Score Progression (This Session)

Run Domain Score Novelty Evidence Bayes
KRAS G12D drug_discovery 65.8 50.0 48.8 0.92
Dark Matter space_astronomy 68.9 50.0 49.6 0.64
Consciousness neuroscience 68.8 56.2 56.2 1.45
Superconductor materials_science 69.0 56.9 59.3 1.31
Topological QC physics 77.6 72.0 56.9 1.80
Homochirality chemistry 78.6 72.0 58.7 1.96

Current Limitations

  1. Mechanism Completeness: LLM generates plausible mechanisms but does not derive them from first principles. Score: 0-90%.

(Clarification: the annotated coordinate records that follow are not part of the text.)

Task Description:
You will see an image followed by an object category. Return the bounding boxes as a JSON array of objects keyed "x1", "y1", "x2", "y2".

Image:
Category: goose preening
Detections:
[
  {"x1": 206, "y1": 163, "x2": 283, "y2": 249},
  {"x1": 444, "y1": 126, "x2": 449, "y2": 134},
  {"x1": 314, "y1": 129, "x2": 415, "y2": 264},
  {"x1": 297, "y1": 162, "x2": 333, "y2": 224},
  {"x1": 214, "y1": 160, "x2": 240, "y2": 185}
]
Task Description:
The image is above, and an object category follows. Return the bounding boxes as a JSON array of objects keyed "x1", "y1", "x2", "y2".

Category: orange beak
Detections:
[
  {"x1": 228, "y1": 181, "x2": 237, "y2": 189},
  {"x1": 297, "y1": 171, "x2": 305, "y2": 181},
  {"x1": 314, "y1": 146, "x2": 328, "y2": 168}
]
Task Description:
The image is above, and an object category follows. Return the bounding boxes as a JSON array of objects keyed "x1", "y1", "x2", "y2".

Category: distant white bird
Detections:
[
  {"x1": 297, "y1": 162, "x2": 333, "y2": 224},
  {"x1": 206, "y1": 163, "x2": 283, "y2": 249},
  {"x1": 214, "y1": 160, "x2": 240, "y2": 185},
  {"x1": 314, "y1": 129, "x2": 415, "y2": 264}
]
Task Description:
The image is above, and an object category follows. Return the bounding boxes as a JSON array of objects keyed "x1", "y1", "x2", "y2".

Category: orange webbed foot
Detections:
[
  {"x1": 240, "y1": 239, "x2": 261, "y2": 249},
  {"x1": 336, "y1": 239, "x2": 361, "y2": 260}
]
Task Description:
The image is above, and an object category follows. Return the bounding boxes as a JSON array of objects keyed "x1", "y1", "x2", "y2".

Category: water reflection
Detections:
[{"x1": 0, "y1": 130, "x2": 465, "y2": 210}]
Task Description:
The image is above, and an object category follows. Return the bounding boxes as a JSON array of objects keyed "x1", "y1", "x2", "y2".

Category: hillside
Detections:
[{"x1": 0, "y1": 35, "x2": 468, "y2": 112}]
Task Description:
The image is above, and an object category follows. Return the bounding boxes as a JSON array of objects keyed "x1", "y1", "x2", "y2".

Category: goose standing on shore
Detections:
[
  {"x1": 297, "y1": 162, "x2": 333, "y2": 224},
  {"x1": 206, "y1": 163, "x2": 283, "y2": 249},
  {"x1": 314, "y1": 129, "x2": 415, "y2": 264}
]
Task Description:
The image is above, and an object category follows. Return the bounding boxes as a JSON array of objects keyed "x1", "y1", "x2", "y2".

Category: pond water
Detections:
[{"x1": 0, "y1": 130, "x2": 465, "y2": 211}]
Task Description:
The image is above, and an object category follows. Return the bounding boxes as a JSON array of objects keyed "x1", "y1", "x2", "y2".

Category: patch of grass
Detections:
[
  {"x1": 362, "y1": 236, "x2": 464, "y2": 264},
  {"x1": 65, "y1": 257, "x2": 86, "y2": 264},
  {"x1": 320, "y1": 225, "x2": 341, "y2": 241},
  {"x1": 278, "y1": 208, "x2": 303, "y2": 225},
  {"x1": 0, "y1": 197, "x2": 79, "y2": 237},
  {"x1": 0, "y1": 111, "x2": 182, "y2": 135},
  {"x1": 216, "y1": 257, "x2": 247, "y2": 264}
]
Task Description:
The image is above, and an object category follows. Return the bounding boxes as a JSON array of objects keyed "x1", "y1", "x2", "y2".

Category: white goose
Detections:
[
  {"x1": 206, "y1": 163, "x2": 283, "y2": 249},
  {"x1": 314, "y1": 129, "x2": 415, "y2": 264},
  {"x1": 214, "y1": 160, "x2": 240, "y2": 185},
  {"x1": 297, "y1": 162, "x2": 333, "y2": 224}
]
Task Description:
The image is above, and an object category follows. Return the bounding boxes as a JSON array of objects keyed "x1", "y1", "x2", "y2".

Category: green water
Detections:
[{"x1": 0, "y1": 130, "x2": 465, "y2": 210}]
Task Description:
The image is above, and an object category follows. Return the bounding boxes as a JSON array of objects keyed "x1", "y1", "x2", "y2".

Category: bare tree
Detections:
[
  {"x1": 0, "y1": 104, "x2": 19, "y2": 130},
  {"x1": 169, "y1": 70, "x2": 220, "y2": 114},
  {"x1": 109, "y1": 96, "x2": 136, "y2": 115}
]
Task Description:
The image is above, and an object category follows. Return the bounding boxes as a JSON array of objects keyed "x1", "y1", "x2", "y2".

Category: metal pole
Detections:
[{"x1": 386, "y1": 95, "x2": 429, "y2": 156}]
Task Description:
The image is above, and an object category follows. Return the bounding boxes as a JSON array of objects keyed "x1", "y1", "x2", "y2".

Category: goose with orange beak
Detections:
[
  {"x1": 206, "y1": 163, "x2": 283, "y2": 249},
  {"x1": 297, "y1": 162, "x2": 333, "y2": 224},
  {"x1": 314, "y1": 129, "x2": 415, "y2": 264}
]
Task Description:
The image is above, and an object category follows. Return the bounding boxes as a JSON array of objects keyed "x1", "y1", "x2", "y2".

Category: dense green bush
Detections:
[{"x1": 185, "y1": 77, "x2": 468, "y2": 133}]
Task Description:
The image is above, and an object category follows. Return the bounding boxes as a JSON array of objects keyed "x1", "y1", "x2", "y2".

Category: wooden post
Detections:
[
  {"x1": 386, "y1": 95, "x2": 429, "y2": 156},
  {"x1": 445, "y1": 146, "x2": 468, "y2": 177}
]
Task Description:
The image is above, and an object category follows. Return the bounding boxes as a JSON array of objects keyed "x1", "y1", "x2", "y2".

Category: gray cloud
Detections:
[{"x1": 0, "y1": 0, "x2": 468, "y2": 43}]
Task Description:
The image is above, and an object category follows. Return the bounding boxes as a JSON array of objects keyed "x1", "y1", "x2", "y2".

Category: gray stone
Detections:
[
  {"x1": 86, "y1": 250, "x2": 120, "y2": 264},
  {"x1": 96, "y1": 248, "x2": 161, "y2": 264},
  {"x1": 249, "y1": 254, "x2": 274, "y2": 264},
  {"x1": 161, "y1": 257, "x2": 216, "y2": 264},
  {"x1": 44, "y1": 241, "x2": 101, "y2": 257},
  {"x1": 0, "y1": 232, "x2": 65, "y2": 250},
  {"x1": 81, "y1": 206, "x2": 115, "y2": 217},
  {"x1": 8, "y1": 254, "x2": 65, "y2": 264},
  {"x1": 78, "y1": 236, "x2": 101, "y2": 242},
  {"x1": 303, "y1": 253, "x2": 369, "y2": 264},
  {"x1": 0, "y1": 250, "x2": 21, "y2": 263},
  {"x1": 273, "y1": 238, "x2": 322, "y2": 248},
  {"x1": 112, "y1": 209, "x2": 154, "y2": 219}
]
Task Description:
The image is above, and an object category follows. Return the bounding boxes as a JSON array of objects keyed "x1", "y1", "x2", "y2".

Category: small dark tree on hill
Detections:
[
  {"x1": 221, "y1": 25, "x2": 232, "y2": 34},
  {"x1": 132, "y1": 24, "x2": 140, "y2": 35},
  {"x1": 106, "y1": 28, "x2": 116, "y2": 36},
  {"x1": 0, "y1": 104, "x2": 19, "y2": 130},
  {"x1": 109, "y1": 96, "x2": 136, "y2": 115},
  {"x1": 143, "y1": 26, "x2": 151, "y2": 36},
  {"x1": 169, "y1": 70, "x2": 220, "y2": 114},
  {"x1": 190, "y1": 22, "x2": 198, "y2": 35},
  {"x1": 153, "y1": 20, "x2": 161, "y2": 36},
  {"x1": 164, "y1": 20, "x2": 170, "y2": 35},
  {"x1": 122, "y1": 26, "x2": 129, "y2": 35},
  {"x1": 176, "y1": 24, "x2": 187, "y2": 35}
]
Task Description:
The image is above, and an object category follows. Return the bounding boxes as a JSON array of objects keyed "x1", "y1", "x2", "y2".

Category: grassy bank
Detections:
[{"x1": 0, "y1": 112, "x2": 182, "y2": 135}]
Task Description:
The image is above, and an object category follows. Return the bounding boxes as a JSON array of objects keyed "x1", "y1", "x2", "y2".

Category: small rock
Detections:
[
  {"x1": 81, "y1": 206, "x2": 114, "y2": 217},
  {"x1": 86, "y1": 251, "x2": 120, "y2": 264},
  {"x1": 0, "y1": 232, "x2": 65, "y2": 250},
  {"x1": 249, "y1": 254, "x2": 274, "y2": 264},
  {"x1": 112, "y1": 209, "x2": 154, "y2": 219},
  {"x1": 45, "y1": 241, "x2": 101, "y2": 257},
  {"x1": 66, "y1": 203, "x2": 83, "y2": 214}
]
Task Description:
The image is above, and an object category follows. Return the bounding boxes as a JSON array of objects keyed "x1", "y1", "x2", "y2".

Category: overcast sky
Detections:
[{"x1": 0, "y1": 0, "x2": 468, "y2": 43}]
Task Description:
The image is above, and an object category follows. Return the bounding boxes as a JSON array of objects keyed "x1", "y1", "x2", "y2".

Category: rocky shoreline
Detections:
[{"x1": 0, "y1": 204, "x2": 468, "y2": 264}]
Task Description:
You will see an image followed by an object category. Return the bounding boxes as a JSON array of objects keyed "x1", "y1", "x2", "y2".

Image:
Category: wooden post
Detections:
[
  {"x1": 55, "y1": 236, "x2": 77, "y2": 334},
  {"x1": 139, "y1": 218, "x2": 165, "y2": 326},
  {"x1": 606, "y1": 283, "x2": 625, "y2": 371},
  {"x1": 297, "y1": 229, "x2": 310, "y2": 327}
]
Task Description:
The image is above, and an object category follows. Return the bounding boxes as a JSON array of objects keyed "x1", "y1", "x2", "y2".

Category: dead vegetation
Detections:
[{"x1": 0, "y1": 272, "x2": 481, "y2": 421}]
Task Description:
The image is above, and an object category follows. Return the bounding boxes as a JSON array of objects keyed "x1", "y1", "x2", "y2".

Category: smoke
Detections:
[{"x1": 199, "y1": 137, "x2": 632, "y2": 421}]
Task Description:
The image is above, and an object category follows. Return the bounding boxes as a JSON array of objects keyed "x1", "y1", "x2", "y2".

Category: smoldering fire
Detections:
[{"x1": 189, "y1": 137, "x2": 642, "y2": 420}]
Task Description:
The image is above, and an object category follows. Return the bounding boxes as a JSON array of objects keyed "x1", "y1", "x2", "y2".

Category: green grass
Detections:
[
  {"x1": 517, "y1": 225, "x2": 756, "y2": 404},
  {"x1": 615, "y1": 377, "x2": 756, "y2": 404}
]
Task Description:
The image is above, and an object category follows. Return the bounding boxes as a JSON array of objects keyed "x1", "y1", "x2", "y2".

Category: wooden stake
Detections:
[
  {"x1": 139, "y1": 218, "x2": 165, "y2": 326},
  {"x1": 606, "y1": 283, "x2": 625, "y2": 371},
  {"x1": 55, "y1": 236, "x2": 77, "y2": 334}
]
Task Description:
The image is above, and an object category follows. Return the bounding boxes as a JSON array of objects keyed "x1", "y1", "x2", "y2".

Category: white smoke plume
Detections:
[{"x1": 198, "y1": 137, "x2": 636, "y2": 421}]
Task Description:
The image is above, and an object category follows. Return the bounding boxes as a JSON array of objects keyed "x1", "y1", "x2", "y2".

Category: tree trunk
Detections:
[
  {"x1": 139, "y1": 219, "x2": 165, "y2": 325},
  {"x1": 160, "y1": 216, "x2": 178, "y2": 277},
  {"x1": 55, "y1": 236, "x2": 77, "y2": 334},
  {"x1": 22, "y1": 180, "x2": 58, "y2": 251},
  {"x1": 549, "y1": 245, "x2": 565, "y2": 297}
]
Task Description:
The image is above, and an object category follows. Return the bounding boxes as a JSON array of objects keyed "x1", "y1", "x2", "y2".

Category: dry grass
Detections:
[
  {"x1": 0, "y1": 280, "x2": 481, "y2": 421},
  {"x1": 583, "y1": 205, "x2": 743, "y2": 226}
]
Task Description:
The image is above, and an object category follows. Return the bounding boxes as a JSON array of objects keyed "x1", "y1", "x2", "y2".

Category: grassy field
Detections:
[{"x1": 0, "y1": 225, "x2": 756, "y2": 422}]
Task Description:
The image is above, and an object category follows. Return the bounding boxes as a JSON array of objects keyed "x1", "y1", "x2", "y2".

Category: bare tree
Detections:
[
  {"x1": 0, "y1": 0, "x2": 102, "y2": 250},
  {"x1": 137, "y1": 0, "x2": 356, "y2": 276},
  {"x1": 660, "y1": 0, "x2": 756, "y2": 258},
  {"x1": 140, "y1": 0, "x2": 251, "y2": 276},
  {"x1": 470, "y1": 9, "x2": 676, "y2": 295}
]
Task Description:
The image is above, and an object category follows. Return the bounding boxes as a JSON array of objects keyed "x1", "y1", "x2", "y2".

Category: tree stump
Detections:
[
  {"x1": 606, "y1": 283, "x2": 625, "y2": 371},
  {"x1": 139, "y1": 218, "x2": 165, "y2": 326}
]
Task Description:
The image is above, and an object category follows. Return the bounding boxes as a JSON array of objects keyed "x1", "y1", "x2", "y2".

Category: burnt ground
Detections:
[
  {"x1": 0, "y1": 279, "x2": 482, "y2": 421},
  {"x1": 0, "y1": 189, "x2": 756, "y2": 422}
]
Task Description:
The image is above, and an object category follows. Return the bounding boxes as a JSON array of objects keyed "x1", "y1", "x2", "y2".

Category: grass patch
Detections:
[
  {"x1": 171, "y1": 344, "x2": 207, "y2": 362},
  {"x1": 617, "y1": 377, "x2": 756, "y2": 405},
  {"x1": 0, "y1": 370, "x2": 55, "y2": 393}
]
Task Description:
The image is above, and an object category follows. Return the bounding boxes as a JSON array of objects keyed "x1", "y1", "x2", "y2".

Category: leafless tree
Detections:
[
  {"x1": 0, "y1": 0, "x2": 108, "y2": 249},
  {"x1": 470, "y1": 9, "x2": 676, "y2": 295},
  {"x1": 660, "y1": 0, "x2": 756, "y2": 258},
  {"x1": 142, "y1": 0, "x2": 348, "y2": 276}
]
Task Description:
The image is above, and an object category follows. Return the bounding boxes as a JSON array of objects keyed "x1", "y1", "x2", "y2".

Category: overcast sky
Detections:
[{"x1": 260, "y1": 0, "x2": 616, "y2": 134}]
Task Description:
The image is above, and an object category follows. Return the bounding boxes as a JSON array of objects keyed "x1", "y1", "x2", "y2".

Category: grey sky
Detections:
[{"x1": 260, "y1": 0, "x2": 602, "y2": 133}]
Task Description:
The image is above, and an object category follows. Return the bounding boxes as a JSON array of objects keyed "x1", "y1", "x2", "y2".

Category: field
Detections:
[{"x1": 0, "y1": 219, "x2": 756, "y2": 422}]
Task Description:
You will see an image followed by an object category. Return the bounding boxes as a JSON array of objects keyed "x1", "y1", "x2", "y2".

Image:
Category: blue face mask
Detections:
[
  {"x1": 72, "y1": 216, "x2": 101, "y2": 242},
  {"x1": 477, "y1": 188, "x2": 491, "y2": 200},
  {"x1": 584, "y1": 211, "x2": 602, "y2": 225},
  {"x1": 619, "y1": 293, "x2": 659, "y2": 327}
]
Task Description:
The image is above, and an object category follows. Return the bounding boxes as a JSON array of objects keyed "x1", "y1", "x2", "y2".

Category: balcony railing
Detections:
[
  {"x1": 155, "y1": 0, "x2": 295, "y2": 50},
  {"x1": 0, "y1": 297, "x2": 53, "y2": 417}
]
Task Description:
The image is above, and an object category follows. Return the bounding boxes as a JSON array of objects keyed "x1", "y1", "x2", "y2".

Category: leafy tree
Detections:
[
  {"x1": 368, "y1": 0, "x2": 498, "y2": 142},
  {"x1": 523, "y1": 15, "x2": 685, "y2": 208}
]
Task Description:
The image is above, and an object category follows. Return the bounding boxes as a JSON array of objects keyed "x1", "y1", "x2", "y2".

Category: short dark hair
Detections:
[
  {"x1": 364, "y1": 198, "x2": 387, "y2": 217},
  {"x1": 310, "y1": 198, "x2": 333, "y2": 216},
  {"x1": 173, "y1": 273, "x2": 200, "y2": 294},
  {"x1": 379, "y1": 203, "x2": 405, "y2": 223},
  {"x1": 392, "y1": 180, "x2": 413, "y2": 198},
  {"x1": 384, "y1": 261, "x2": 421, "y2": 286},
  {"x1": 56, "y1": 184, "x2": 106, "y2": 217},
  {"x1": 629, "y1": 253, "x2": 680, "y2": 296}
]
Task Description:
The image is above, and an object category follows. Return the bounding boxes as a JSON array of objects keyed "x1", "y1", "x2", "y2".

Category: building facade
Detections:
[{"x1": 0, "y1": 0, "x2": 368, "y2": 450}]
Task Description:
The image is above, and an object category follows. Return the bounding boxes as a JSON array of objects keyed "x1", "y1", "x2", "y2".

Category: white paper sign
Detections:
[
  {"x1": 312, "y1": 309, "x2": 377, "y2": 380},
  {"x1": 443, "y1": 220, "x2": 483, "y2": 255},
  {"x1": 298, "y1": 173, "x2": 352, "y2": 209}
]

  2. EMPC Chain Integrity: Evidence extraction works (25 findings) but equation and prediction grounding still needs improvement. Score: 10-42%.

  3. Counterfactual Reasoning: Variable scoping bug causes 0 counterfactuals in some runs. Fix in progress.

  4. Simulation Engine: Only 1-2 equations solved per run. Unicode parsing issues with SymPy.

  5. Domain Specificity: Works best for physics, chemistry, biology. Social sciences have less domain ontologies.


Installation

Prerequisites

Requirement Details
Python 3.11+ (download)
Git Any recent version
OS Windows (primary), Linux/macOS (partial)
RAM 4GB+ (8GB recommended)
API Keys Cerebras (free) at cloud.cerebras.ai + Gemini (free) at aistudio.google.com + Groq (free) at console.groq.com/keys

Quick Start

git clone https://github.com/subhansh-dev/rumi
cd rumi
pip install -e .
playwright install chromium
rumi

On first launch, RUMI prompts for your Cerebras, Gemini, and Groq API keys and saves them to config/api_keys.json.

Troubleshooting

Problem Solution
ModuleNotFoundError Run pip install -e . from project root
First launch doesn't appear Delete config/api_keys.json and restart
playwright not found Run playwright install chromium
sounddevice fails on Linux sudo apt install portaudio19-dev
pip install -e . fails on macOS pip3 install -e . + xcode-select --install

Usage

Discovery

# Topic mode (existing — broad literature search)
python run_discovery.py "topological quantum error correction" --domain physics --mode full

# Cause mode (NEW — The Newton Step)
python run_discovery.py --cause "Why did the apple fall?"
python run_discovery.py --cause "Why does mold kill bacteria?" --mode full
python run_discovery.py --cause "Why do stars twinkle?" --domain physics

# Quick/standard/full modes
python run_discovery.py "your topic" --mode quick     # phases 1-5
python run_discovery.py "your topic" --mode standard   # phases 1-8
python run_discovery.py "your topic" --mode full       # all 21 phases

# Iterative refinement (runs twice with weakness analysis)
python run_discovery.py "your topic" --iterate

# Python API
from discovery.discovery_pipeline_v2 import run_discovery_pipeline
result = run_discovery_pipeline("anomalous stellar dimming", mode="full")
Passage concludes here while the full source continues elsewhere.